Wann hast du gemerkt, dass du den Sport richtig ambitioniert betreiben möchtest?


Gose: Das habe ich gemerkt, als ich nach der 6. Klasse nach Potsdam gewechselt bin. Klar, kann dann immer mal was passieren, aber bei mir kam nie der Moment, bei dem ich dachte: Das ist doch nichts für mich. Im Gegenteil, ich wollte immer mehr.

Welche Disziplinen schwimmst du?


Gose: Ich schwimme nur Freistil. Im Moment schwimme ich von 50 bis 800 Meter noch alle Distanzen gerne. Aber gerade liegt mir vor allem die Mitteldistanz mit 200 und 400 Metern ganz gut.


Das Größte für einen Sportler ist die Teilnahme an den Olympischen Spielen. Ist Tokio 2020 realistisch?


Gose: Die Teilnahme an den Olympischen Spielen in Tokio ist auf jeden Fall mein Ziel. In Prozent kann man die Chancen sicher nicht ausdrücken. Im Moment sieht es sehr gut aus, aber es kann so viel passieren. Es ist ja noch mehr als ein halbes Jahr bis zu den Spielen. Ich möchte bescheiden sein und gebe einfach alles. Mehr als trainieren und alles dafür geben, dass ich es schaffe, kann ich nicht tun. Ob es letztendlich klappt, das steht aktuell in den Sternen.


Du bist seit diesem Schuljahr Schülerin an der Willy-Hellpach-Schule Heidelberg. Wie war dein bisheriger schulischer Werdegang?


Gose: Ich bin gebürtige Berlinerin, bin dort zunächst vier Jahre lang auf eine normale staatliche Grundschule gegangen und bin dann in der 5. und 6. Klasse durch ein Sportstipendium auf eine Privatschule gewechselt. Nach der 6. Klasse bin ich von Berlin nach Potsdam und dort dann ins Internat gegangen, während meine Eltern in Berlin geblieben sind. In Potsdam bin ich auf die Sportschule gegangen bis fast Ende der 10. Klasse. Dann hat mein Trainer in Potsdam aufgehört und ich habe mich dann entschieden nach Heidelberg zu gehen, weil ich mit dem Trainer dort etwa durch Trainingslager schon gute Erfahrungen gemacht hatte. Da ich in die 10. Klasse gehen musste, bin ich auf das Helmholtz Gymnasium und habe mich dann entschlossen auf die Willy-Hellpach-Schule zu gehen.
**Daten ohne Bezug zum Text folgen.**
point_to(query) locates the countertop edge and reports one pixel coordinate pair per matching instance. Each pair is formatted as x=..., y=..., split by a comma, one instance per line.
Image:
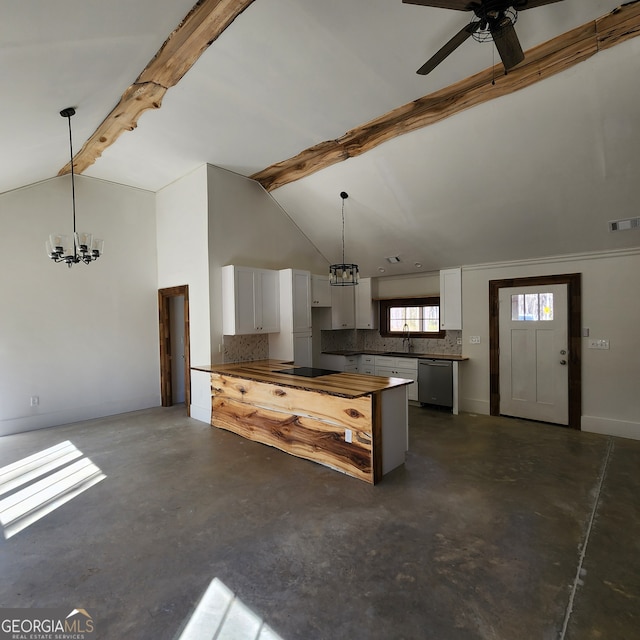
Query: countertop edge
x=417, y=356
x=240, y=370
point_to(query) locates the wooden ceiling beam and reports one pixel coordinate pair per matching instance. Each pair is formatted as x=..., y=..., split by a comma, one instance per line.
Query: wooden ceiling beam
x=541, y=62
x=199, y=29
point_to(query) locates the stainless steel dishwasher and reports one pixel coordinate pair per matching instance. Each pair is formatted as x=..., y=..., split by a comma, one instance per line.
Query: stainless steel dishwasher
x=435, y=382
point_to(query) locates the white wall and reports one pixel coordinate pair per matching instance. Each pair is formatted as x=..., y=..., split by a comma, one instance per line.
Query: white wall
x=249, y=228
x=611, y=310
x=406, y=286
x=182, y=230
x=84, y=340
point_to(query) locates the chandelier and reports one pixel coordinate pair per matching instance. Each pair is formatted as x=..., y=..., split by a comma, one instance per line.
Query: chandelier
x=343, y=274
x=82, y=247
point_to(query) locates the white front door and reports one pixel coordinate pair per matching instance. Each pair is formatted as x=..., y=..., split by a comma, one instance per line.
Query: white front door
x=534, y=381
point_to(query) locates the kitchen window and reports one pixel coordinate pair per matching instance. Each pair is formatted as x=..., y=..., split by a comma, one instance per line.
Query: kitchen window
x=419, y=316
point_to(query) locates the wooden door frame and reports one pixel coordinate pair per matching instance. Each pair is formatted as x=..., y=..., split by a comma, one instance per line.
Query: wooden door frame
x=574, y=337
x=164, y=315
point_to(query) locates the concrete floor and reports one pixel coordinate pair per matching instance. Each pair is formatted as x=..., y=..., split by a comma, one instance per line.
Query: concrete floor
x=494, y=529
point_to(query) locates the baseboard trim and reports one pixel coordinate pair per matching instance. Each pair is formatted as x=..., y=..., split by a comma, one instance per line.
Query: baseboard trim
x=611, y=427
x=481, y=407
x=201, y=413
x=75, y=414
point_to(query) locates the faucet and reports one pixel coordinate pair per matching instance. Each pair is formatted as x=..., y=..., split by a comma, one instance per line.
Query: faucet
x=406, y=337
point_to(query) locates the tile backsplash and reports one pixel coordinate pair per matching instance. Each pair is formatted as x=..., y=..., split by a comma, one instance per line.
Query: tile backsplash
x=256, y=347
x=371, y=340
x=244, y=348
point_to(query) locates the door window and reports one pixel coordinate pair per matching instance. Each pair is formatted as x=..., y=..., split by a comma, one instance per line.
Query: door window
x=532, y=307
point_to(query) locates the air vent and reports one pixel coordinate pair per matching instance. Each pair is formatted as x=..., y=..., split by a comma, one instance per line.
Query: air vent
x=624, y=225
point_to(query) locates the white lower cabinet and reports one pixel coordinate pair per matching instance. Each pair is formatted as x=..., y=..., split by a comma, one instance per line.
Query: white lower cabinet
x=398, y=367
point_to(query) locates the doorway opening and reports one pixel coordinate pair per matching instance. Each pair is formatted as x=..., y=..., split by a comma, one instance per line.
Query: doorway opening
x=573, y=282
x=175, y=365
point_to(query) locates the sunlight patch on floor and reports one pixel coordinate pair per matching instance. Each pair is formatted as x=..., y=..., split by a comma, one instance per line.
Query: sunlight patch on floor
x=24, y=506
x=221, y=615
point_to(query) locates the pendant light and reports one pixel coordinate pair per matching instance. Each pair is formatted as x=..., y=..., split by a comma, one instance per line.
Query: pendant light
x=344, y=274
x=85, y=247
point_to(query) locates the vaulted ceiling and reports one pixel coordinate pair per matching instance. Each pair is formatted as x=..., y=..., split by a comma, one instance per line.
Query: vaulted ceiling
x=534, y=172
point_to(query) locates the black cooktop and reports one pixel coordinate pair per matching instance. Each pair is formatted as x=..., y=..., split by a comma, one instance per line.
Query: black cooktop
x=307, y=372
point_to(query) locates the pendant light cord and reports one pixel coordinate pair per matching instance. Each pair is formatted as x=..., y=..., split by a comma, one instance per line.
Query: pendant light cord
x=342, y=230
x=73, y=184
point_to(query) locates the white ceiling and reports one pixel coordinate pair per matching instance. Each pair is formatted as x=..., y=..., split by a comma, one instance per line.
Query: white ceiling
x=535, y=173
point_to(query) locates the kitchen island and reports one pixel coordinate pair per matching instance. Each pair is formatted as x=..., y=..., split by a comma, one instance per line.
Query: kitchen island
x=356, y=424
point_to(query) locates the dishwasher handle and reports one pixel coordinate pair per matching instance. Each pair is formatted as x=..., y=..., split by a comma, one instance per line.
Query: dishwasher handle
x=435, y=363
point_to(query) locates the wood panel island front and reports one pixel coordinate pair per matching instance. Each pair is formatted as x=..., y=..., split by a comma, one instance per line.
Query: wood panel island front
x=357, y=424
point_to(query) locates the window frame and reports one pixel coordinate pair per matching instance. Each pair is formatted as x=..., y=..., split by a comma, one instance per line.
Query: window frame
x=423, y=301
Welchen Stellenwert nimmt die Schule für dich ein?


Gose: Schule hat einen sehr hohen Stellenwert für mich. Ohne guten Schulabschluss geht in Deutschland einfach nichts. Ich möchte mein Abi schaffen und dann auch studieren. Ich schaue auch immer, dass ich Schulen besuche, die mit dem Sport zusammenarbeiten, die mit mir kooperieren. Bis jetzt ist das bei jeder Schule sehr gut gelungen.


Wie sieht der Alltag mit Schule, Training und Wettkämpfen aus?
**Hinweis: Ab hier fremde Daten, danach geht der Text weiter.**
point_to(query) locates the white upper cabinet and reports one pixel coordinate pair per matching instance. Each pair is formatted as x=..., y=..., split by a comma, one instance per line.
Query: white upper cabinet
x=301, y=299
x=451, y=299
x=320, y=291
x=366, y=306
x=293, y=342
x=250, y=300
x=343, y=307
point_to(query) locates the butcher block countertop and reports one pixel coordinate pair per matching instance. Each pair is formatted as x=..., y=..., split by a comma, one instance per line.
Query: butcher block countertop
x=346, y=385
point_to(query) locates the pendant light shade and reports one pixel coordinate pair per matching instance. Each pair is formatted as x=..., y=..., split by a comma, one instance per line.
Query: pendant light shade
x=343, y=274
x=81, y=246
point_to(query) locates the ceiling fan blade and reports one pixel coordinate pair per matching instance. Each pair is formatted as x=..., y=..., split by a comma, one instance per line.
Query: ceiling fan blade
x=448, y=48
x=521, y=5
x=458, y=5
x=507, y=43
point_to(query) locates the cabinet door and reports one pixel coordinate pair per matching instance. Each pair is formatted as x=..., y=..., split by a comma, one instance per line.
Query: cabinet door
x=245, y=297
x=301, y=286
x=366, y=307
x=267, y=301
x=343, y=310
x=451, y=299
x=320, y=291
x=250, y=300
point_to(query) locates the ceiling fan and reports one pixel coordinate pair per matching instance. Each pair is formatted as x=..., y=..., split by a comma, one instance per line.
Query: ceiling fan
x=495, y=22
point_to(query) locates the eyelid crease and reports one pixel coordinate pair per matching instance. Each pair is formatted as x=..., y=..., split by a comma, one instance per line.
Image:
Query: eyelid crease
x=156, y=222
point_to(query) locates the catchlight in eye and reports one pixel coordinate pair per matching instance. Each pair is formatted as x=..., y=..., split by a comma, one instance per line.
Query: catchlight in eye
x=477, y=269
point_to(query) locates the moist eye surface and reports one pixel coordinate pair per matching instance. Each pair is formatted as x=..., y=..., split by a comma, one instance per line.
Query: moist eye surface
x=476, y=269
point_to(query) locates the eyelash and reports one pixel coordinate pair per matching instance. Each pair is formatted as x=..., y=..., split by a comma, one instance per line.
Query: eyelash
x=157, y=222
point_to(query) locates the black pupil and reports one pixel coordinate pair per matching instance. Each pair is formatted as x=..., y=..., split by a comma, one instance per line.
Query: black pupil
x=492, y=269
Gose: Ich habe eigentlich jeden Tag denselben Tagesablauf. Ich habe immer Frühtraining, dann gehe ich zur 3. Stunde zur Schule und habe bis 13 oder 14 Uhr Unterricht. Danach geht es für mich zurück zum Internat, habe dort nachgeführten Unterricht und dann wieder Training. Abschließend steht nur noch Abendbrot und Schlafen auf dem Plan. Wenn Wettkämpfe sind, dann werde ich von der Schule freigestellt, das gleiche gilt für Trainingslager. Dadurch verpasse ich natürlich viel Unterrichtsstoff, den ich dann nachholen muss – auch in den Trainingslagern.
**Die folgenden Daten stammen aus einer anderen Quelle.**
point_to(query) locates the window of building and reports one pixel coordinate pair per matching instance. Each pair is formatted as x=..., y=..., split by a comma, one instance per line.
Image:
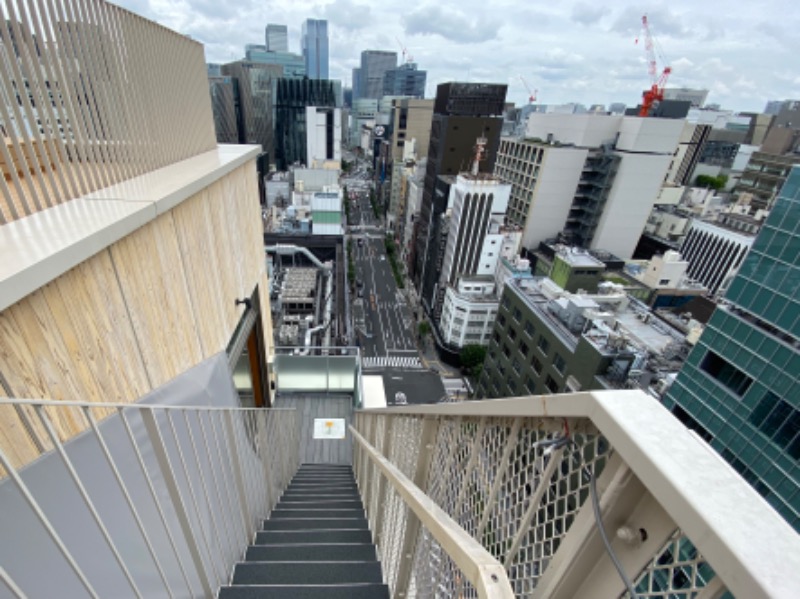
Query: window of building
x=779, y=421
x=536, y=365
x=529, y=330
x=726, y=373
x=544, y=345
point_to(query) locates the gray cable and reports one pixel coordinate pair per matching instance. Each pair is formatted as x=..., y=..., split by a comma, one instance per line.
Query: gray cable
x=602, y=530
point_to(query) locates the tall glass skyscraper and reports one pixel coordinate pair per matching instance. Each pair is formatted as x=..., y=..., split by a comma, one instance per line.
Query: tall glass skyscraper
x=277, y=38
x=314, y=40
x=740, y=387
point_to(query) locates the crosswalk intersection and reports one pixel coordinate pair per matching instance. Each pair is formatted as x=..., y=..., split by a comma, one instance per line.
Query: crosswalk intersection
x=391, y=362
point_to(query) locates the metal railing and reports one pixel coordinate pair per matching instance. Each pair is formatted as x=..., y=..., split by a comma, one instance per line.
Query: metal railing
x=596, y=494
x=422, y=549
x=151, y=500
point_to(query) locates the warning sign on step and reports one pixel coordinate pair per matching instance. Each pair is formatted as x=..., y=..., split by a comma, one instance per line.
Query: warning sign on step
x=329, y=428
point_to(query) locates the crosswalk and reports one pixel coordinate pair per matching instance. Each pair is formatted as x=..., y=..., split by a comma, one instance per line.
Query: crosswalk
x=391, y=362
Mit Sarah Köhler hat eine aktuell sehr erfolgreiche Schwimmerin ihr Abitur bereits an der Willy-Hellpach-Schule gemacht. Gab es mit ihr im Vorfeld des Schulwechsels Kontakt?


Gose: Wir haben schon einiges miteinander zu tun, haben gemeinsame Trainingslager. Als ich nach Heidelberg gekommen bin, war sie auch noch in meiner Trainingsgruppe bis sie nach Magdeburg gewechselt ist. Auch jetzt haben wir noch Kontakt, wenn auch nicht täglich, da der Altersunterschied zwischen uns dann doch etwas zu groß ist. Über die Schule haben wir uns jetzt nicht speziell unterhalten. Natürlich habe ich wegen des Schulwechsels auch mal Sarah gefragt. Was ich aber insgesamt hörte war: `Bei Sarah lief es auch sehr gut. Trotz der vielen Trainingszeiten hat sie ihr Abi geschafft.` Deswegen sage ich mir: Wenn Sarah das geschafft hat, dann will ich das auch schaffen.
Du lebst jetzt nach dem Umzug nach Heidelberg einige hundert Kilometer entfernt von deiner Familie. Wie belastend ist das?
Es sind sechs Stunden mit dem Zug, komme sehr selten nach Hause. Aber ich habe auch immer so volle Tage, dass ich gar nicht so viel darüber nachdenken kann. Ich habe ein sehr gutes Verhältnis zu meiner Familie, entsprechend fällt das schon schwer. Aber es ist machbar.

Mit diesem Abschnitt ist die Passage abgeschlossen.